Reken af met die boomscheuten
In een boomgaard stond eens een wilde appelboom. Maar wilde appelen zijn zuur en klein en de eigenaar van de boomgaard besloot de boom om te hakken. Er bleef niet veel meer over van de boom dan de stronk die nog boven de grond uitstak. Dat was het einde van de boom en van de wilde appelen.
Toch zag de eigenaar nog een mogelijkheid om het wortelstelsel van de wilde appelboom te gebruiken en hij entte er een bloeiend takje in van een Golden Delicious boom. Dat lukte en na verloop van tijd groeide dit takje uit tot een volledig nieuwe appelboom. Maar de nieuwe appelen die de boom nu voortbracht waren geen wilde appelen meer.

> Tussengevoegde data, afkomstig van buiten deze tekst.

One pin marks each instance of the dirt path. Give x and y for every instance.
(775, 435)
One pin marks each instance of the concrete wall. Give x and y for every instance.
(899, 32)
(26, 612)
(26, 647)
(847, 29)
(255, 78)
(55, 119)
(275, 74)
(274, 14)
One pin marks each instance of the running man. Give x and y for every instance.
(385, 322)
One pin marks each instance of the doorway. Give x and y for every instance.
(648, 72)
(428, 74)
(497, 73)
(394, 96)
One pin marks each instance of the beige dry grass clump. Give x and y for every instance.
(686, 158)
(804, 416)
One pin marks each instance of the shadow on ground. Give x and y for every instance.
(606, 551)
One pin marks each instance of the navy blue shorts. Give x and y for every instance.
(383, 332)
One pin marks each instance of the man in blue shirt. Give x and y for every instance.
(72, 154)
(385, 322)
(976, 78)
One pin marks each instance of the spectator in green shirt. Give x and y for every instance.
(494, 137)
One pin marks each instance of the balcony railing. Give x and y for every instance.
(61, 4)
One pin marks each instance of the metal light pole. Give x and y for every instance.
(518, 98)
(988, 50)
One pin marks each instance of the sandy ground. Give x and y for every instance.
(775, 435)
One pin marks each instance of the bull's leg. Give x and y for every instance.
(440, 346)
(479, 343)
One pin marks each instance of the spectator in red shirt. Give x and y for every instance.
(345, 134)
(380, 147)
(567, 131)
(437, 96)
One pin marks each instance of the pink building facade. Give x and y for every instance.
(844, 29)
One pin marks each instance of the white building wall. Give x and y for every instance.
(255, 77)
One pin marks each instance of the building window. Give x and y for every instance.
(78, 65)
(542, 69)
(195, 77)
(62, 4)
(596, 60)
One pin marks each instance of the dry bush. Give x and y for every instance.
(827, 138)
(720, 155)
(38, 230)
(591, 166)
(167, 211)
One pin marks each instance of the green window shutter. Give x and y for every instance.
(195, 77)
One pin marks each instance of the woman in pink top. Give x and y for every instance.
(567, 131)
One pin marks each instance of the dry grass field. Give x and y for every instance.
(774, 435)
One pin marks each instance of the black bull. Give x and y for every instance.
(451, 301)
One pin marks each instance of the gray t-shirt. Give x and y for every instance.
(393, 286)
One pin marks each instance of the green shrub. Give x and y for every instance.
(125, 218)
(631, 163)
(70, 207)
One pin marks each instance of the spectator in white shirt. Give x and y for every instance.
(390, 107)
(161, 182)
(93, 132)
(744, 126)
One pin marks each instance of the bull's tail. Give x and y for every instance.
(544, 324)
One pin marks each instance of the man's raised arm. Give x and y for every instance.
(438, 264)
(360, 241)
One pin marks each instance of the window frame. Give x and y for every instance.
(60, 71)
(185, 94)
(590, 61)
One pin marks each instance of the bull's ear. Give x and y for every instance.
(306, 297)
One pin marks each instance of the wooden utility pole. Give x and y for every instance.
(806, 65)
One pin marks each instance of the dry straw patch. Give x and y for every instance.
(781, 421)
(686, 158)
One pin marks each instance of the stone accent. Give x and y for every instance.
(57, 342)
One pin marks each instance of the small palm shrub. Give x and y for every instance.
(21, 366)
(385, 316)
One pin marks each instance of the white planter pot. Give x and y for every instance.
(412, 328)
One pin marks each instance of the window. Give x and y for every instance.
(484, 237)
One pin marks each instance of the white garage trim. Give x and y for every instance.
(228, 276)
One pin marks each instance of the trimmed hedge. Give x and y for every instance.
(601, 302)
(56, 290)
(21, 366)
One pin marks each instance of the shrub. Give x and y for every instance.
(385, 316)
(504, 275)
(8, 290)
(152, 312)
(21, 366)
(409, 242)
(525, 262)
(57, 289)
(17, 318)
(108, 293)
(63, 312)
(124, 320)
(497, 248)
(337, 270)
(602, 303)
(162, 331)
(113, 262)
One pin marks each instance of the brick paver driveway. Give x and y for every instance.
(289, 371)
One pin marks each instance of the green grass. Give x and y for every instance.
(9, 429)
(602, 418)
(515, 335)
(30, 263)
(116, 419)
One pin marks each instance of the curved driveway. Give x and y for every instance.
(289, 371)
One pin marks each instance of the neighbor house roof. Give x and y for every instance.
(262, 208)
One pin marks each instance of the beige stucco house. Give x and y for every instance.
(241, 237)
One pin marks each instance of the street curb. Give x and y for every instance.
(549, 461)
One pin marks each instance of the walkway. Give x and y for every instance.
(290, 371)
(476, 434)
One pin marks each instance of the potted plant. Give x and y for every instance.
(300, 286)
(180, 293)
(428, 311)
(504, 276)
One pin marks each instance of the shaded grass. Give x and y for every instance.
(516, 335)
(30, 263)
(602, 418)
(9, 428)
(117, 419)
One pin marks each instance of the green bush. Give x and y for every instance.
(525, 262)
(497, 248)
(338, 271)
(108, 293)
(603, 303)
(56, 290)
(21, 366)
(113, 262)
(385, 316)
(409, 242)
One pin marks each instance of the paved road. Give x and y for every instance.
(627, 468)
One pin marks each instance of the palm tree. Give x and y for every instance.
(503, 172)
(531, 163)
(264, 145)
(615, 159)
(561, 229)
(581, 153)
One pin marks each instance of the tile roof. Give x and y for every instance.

Nu hing de boom vol met Golden Delicious. De vrucht die nu aan de boom groeide had de identiteit aangenomen van het levende takje dat in de oude stam was geënt. Toch was er nog onderhoud nodig, want al snel bleek dat er uit het oude wortelstelsel nog steeds boomscheuten van de oude wilde appelboom opschoten. Deze loten zouden weliswaar nooit meer wilde appels voortbrengen, maar toch was hun aanwezigheid verderfelijk, want ze zouden de groei van het fruit aan de nieuwe boom danig kunnen verstikken. Daarom moest de eigenaar van de boomgaard een hardnekkige strijd voeren om die scheuten steeds weer weg te snijden.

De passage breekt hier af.